A few "weeks" ago my best friend Ryan flew in for a visit all the way from cold cold Michigan. Where do I begin to talk about Ryan...my little Breddy McBred Bred?!! I LOVE this girl! We have been friends since the 10th grade. That's a LONG time! We've figured that we've been friends for MORE than half our lifetimes. She has always been there for me. She's one of the hardest workers I know. She gives her whole heart and soul into anything and everything she does. She's so talented and kind and generous. She's had some hard times, but you'd never know, because she's constantly putting everyone else first instead of herself. When Jack passed away, she dropped everything and flew out here without even so much of a hesitation. She's stuck with me through thick and thin. We've laughed so hard we've cried! Especially when she dances in the car!

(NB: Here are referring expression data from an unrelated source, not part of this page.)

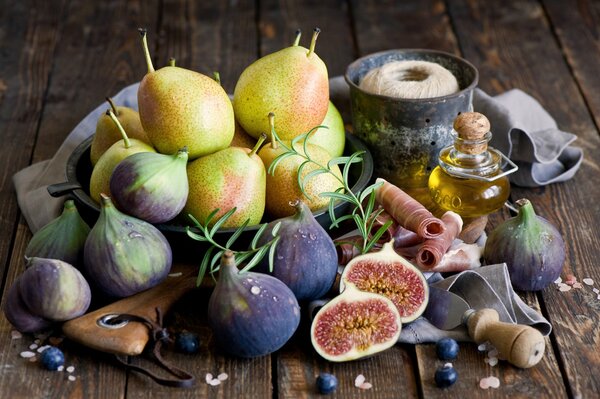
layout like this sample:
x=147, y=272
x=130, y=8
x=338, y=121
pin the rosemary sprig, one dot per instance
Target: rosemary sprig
x=363, y=216
x=212, y=256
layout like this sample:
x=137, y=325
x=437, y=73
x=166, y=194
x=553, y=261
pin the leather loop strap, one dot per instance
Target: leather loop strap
x=159, y=336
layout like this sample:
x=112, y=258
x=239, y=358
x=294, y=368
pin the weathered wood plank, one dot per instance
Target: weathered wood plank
x=577, y=26
x=512, y=45
x=93, y=37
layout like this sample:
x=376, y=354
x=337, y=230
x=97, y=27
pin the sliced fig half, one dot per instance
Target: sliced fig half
x=389, y=274
x=355, y=324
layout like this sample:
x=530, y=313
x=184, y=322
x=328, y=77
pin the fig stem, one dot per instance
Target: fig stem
x=144, y=33
x=297, y=39
x=274, y=142
x=112, y=116
x=313, y=42
x=112, y=105
x=261, y=140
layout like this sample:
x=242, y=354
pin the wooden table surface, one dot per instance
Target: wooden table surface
x=59, y=59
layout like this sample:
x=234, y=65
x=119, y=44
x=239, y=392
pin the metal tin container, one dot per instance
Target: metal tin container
x=406, y=135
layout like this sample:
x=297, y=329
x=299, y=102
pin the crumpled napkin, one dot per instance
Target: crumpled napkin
x=484, y=287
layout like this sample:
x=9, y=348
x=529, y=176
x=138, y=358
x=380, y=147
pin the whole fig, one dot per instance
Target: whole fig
x=125, y=255
x=54, y=289
x=19, y=315
x=305, y=257
x=531, y=247
x=63, y=238
x=251, y=314
x=151, y=186
x=355, y=324
x=389, y=274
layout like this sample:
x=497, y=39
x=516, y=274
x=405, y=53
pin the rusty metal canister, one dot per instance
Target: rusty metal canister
x=406, y=135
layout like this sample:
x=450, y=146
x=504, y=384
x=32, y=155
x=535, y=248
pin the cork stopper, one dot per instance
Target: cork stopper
x=473, y=132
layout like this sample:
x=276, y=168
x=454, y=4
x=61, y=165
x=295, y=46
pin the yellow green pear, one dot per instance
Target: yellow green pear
x=100, y=178
x=107, y=133
x=234, y=177
x=282, y=184
x=333, y=137
x=292, y=83
x=179, y=107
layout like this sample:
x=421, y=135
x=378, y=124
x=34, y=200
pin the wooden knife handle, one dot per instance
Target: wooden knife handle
x=521, y=345
x=131, y=338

That's one I wish I had the camera for! I keep trying to convince her that she should just join the church and marry a cute little mormon boy. I love that she still sends Coby "Napolian Dynamite" stuff for every birthday and christmas. She cracks me up!One of the things I love most about her is that I can totally be myself with her and always have. She's like one of my sisters. I love you Bred...wish we lived closer.
Super Bowl Sunday
Can you tell which team we voted for?!! Some may say that I sold out my home team of the Saints. I say I HATE football, so it didn't really matter! But it's always fun to have a party! Even if it's centered all around Football. It was really fun to see Corbin get into with his hero...his daddy! Even Jadesy got in on the action with a little Colts Jersey. Wish Jack were there to get a Jersey...maybe he could have had whoever the Colt's defensive lineman...aka the "big guy". It's times like these that my heart aches so much to have him near. Not for me...but for Coby's sake and for the sake of his brothers. How fun it would be to have all 4 of my boys hanging out, just being boys. The millennium can't come soon enough. I often wonder just how much of a role he still plays in our lives. I'm sure it's quite a bit...definitely more than we think. Sometimes I just wish I had some sort of time line or date as to when I'll get to see him again. A goal...a finish line to look forward to. I'm running a 1/2 marathon in a few weeks. I've been training for months. It's been hard, but I know that as soon as I cross the finish line all the hard work I've put into it will all be worth it. That's kind of how I feel about seeing Jack again. I am so willing to give my ALL...to work HARD for that amazing moment when we can both see each other across the "finish" line. Ughhhh..... how long is this race???!!! I want to quit. I'm so tired. I miss him so much. I hate that he's gone. I know it's stupid to ask "why"...it won't change anything. It won't bring any sort of peace. But why do some get the miracles they so desperately seek and continue onto their happily ever after? And others just aren't given that opportunity? One day I'm sure it will all make sense. But right now, tonight...I'm missing my beautiful, happy little toe head.